Un engagement à fleur de rap

A ses yeux, « rapper c’est transmettre des émotions et raconter des moments de vie en restant proche de la réalité ». C’est donc bien sa réalité que Djado Mado dépeint barres après barres. Une réalité faite de rue, comme beaucoup, mais pas que. L’artiste nous invite à ouvrir les yeux sur des sujets plus polémiques, comme le colonialisme. Dans Mpessa ou Colonisé, il propose une lecture décoloniale. Comme il dit lui même : « C’est logique ». En tant que « fils d’immigrés né en France et qui a grandi entre la ZUP de Valence et les Comores » que pouvait-il faire d’autre ? Le discours du rappeur se situe donc entre la lutte des classes et le décolonialisme (en 2022 certains seraient tentés de dire qu’il s’agit de wokisme [rires]). Il rappelle sur Le Temps passe « J’rappe pour les travailleurs et mes broliqués » ou encore « J’serai toujours un prolétaire » sur CFA. C’est d’ailleurs sur ce même morceau qu’il maudit le Franc CFA ( Franc des Colonies Françaises d’Afrique). Sans oublier bien sûr, un coté street qui se manifeste chez lui par les références à l’argent ou à la débrouille.

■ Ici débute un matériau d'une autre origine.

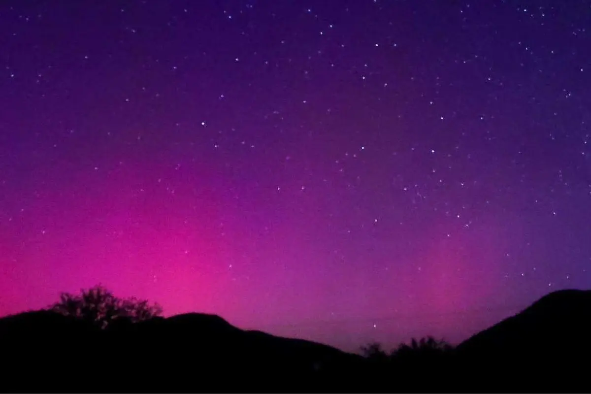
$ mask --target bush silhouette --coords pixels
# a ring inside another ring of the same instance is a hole
[[[135,297],[119,298],[102,285],[82,289],[79,294],[62,293],[60,301],[49,309],[103,329],[114,323],[137,323],[162,314],[162,308],[157,304],[150,304],[147,300]]]

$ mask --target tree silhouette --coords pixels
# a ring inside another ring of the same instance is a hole
[[[80,294],[62,293],[60,301],[49,308],[103,329],[115,321],[137,323],[162,314],[162,308],[157,304],[150,304],[135,297],[119,298],[102,285],[87,290],[82,289]]]
[[[373,342],[367,346],[362,346],[361,351],[363,357],[371,361],[387,361],[389,357],[388,353],[382,349],[381,344],[378,342]]]

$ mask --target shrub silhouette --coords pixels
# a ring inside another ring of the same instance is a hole
[[[62,293],[60,301],[49,309],[103,329],[114,323],[137,323],[162,314],[158,304],[150,304],[147,300],[135,297],[119,298],[102,285],[87,290],[82,289],[80,294]]]
[[[401,343],[392,352],[393,357],[405,357],[410,355],[428,356],[443,354],[450,352],[453,347],[443,340],[437,340],[433,337],[426,337],[417,340],[414,338],[410,344]]]
[[[379,342],[372,342],[367,346],[362,346],[361,353],[364,357],[372,362],[386,362],[389,357]]]

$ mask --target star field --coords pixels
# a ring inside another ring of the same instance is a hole
[[[0,5],[0,314],[102,283],[348,350],[591,285],[591,3]]]

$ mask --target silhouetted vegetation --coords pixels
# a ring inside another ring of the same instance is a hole
[[[203,314],[159,317],[102,286],[0,319],[4,391],[588,391],[591,291],[551,294],[456,347],[427,337],[348,353]],[[125,324],[118,324],[125,322]],[[564,338],[578,338],[574,346]],[[69,360],[66,363],[61,360]],[[532,372],[528,373],[528,371]],[[21,377],[23,374],[27,377]],[[118,376],[124,380],[116,384]]]
[[[150,304],[147,300],[133,297],[119,298],[102,285],[82,289],[79,294],[62,293],[60,298],[50,307],[50,310],[103,329],[114,322],[135,323],[162,314],[162,308],[157,304]]]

Casser sa voix sur la bitume

Djado Mado puise ses inspirations dans cette vie qui l’entoure. A la manière de certains anciens rappeurs, il raconte ce qu’il voit de sa fenêtre. Comme un chroniqueur il narre ses histoires ou celles de ses proches. En essayant toujours d’être le plus juste possible, de rester au plus proche du constat d’urgence de ses aînés. De grandes figures historiques telles que Malcolm X l’inspirent aussi. Il en rend compte dans El Shabbaz. Sans oublier la culture comorienne à laquelle il fait la part belle dans son récit. Il joue aussi de son polyglotisme en naviguant entre la langue française et sa langue maternelle ayant vécu dans les Iles de la Lune durant ses années collège.

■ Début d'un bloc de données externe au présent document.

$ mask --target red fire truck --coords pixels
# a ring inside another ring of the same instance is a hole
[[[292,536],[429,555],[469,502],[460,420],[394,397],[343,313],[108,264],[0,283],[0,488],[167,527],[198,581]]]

Djado Mado est un artiste à l’intersection d’un rap qualifié « d’à l’ancienne » et moderne, d’une vie en France et aux Comores, de la rue et de l’engagement. Il arrive à savamment doser tout ces ingrédients pour faire un rap qui lui est propre sans pour autant oublier ceux qui l’ont inspirés. Quand on lui demande ce qu’il envisage pour l’avenir il répond tout simplement qu’il continuera à faire la meilleure des musiques possibles.